One Film Versus The World. The Lost Generation.
They occupied Wall Street. NY. DC, Chicago. London.
…What if they occupied the media?
New Manchester film The Lost Generation is the UK’s newest feature film to be released independently – at the end of the world – on the 20th December 2012, which takes a searing look at freedom, cyberwarfare and our idea of celebrity.
“Think of a law. She’s broken it. Think of a crime. She’s committed it. Sarah Jane (SJ) signs up to the ultimate reality TV show.
The rules are simple. Kill your opponent, stay at the top of the leader board, win 10 million pounds.
Fail, and you’re dead.
Set in a dystopic present-day world, public executions have come back into vogue - only with a gory, reality-TV twist. The Lost Generation exists in a world governed by a corrupt media who have the police in their pocket. Able to scandalise the government at the drop of a phone, the media creates propaganda on how to live a life - and left desperate civillians in its wake.
But there is hope.
They are called The Unknown.
An underground movement, fragmented youth in revolt, rebels with a cause, are waiting for the right moment to strike back…The Unknown rescue SJ from her certain fate. Despite being part of the walking dead, SJ is taken away and shown a world where choice is a possibility. But the only problem, is, she will have to become the evil she is trying to escape.
In an epic finale, SJ, once the hunted in a reality TV show, now becomes the hunter and those that created her will be her final victims.”
Director and producer Mark Ashmore, based his main character SJ on the idea of reality TV stardom – taken to a gory and violent extreme while her foil character, Blair, is based on activists within the underground occupy movements.
“SJ gets hired to kill bankers, MPs: The Lost Generation, it’s a revenge movie; and the idea is that by using all the villains of today’s society, we’ll have the audience cheering in the aisles,” says Ashmore.
“Imagine that a producer was let loose in a world where there aren’t enough new ideas…Taking on twisted visions of a nihilistic media corporation – with everyone thrown to the lions. So this is the extreme of a saturated media environment.”

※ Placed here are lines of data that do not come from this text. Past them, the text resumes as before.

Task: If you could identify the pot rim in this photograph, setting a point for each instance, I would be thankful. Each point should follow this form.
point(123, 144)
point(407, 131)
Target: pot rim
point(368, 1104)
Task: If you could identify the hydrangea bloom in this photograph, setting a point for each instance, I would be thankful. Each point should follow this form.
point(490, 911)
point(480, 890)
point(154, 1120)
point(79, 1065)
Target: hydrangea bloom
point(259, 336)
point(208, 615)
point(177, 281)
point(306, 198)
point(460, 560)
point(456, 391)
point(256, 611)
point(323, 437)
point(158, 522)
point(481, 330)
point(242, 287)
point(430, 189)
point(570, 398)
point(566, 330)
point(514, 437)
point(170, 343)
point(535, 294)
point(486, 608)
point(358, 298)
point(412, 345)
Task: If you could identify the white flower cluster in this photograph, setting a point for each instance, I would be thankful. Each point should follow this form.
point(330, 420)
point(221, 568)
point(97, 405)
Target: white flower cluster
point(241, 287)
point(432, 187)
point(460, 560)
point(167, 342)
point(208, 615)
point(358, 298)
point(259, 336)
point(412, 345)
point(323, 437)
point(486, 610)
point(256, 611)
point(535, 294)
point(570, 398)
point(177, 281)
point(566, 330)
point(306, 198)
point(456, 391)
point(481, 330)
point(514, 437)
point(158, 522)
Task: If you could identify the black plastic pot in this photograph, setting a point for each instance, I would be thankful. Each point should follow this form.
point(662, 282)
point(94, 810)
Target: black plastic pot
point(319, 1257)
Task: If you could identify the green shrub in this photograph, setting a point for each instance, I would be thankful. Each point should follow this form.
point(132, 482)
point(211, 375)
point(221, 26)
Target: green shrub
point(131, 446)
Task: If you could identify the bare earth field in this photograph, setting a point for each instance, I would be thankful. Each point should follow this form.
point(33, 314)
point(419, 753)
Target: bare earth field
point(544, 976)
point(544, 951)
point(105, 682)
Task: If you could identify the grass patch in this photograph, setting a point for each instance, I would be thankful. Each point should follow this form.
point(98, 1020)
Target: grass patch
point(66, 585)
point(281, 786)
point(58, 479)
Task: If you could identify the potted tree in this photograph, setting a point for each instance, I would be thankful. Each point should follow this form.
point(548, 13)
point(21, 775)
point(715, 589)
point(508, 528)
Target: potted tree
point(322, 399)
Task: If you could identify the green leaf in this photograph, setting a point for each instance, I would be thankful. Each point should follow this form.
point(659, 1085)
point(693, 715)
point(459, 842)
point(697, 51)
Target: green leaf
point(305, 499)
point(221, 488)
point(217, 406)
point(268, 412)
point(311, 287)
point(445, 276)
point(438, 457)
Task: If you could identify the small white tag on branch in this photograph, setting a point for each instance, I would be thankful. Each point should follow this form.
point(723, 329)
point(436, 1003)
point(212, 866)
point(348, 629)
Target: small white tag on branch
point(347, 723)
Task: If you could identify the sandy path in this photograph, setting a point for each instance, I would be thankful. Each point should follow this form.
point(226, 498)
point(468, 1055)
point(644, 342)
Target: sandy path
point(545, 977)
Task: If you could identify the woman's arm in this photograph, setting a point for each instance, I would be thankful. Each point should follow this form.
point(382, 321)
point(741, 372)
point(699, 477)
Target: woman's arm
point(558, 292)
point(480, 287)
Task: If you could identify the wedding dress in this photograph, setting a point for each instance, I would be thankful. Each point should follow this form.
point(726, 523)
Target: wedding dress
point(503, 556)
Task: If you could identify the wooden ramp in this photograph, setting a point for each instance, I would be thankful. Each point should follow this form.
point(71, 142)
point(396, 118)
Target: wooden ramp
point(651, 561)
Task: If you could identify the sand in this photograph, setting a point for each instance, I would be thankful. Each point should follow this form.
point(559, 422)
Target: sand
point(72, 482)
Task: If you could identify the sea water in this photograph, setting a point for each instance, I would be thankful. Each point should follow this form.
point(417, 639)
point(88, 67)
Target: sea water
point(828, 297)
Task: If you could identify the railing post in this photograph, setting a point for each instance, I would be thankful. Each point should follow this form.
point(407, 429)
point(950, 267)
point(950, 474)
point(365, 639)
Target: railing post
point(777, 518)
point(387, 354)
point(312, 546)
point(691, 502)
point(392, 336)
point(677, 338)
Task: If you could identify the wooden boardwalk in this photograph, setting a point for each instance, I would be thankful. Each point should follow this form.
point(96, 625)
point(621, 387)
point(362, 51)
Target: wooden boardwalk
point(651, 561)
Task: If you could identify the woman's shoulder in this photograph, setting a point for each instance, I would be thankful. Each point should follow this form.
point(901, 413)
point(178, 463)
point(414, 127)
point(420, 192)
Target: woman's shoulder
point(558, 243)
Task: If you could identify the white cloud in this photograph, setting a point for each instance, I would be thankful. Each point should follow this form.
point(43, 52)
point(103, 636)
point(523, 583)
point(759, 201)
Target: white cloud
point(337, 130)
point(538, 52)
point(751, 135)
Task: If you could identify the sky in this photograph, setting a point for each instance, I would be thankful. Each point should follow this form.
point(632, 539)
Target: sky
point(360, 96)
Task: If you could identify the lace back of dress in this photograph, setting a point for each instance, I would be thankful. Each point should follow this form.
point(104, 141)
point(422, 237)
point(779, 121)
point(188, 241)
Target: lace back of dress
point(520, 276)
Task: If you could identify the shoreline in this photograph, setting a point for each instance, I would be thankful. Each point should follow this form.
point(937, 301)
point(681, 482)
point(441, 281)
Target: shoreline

Contestants in the game become unknowing rats in a maze, forced to break the law and exploited completely by a TV producer fixated by cash, ratings and recognition.
The universal themes of the individual; fear, government doublethink, and especially ideological and covert control have persevered throughout film and literature and can be seen in many 20th century thrillers – science-fiction of course – and even popular novels like The Da Vinci Code contain traces of these ideas. And they’re themes that are pervasive in this film.
The occupation of this film is one of existing within the framework of the media.
By blurring documentary footage from the riots, the Arab Spring and the biggest union march in Manchester, UK… with the Thriller – and suddenly you have a tale of drama, cruelty and rebellion about the gladiatoresque voyeurism of disposable entertainment, recklessly chewing through the minds and aspirations of its contestants and viewers.
The Lost Generation is aimed at an adult audience within the era of the Occupy movement – featuring documented footage from real protests in UK cities – as part of the movie.
Victoria Connett, who plays SJ, says of her character: “A young woman took on something that was bigger than she expected. She’s joined up with a cast on a reality TV show – and she’s taken on more than she can handle. She has to prove herself. But all the time she’s thinking – why has she signed up for this? What was her motivation?”
The Lost Generation. Let the payback begin.